When I right-click a file in Ubuntu and say “Open in gedit” or “Open in bluefish” or whatever, if I don’t have rights to edit that file, I don’t want it to open it read-only. Instead, I want it to say “You don’t have rights to edit this file? Open it read-only or edit it as root?” and then, if I pick “edit it as root“, do “gksudo “, so that I can edit it and don’t have to drop to a command line to do it.
How can I do this? The only way I can think of doing it is to change all my “open this file with this application” things so that, instead of opening the file in the app, it opens them with a little zenity shell script that does what I want. That’s a massive pain in the arse to do. The problem is that you can’t hack Nautilus to do this for you,. because it doesn’t want to happen with applications that aren’t editors. Suggestions, anyone?

Comments

Senji

Is it possible to do something along the lines of sticking a shim higher up on the PATH with the same name and tricking Nautilus into doing the right thing as a result?

who_me

Downlod KDE, then visit kde-look.org and obtain their “run as/open as/edit as” root service extensions. This gives you the above as part of a right click.

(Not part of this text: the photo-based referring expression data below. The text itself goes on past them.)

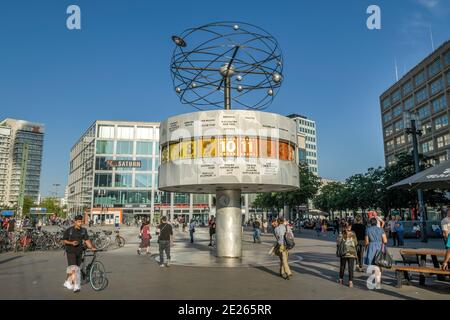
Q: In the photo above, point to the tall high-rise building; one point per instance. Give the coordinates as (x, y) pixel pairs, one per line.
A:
(307, 137)
(425, 92)
(21, 147)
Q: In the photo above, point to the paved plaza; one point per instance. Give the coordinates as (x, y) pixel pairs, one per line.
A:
(196, 274)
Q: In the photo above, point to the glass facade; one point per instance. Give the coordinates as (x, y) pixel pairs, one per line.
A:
(441, 122)
(438, 104)
(105, 147)
(124, 147)
(421, 95)
(434, 68)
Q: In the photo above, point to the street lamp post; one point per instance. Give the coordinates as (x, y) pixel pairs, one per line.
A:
(423, 215)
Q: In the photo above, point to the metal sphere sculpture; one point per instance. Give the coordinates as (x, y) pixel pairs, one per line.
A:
(222, 63)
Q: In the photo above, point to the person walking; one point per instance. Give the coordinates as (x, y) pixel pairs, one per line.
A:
(192, 230)
(391, 224)
(212, 229)
(445, 227)
(375, 239)
(265, 225)
(165, 238)
(73, 240)
(347, 240)
(360, 231)
(399, 230)
(281, 250)
(256, 232)
(145, 238)
(318, 227)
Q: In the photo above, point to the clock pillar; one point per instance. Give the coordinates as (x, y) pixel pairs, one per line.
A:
(228, 223)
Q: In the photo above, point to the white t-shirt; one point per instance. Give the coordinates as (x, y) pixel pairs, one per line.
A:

That wasn’t really helpful, sorry.

sil

sigh
I could do it myself by adding a script option to every file, but I don’t want to have to select myself whether to edit it as root or not. I want it to give me the option if it needs to, and not give me the option otherwise, not put a separate “edit this as…” option on everything’s menu.

Senji: I could do that, but then I’d have to have a shim per potential editor I wanted to use, which is nearly the same thing as writing a little shell script to do it and making that the edit action…

PeteG

Better yet, open it read only (maybe with a subtle warning flag) and then ask for root password if changes are made.

sil

PeteG: but that means hacking every potential editor. While I agree that your way is the best for usability, it’s also really hard to do, because applications don’t all save files by calling some OS save() function which I could change.

Jonas

Perhaps this may help:

http://ubuntuforums.org/showthread.php?p=116379

With this launcher it is very easy to open files as root. No hacking required.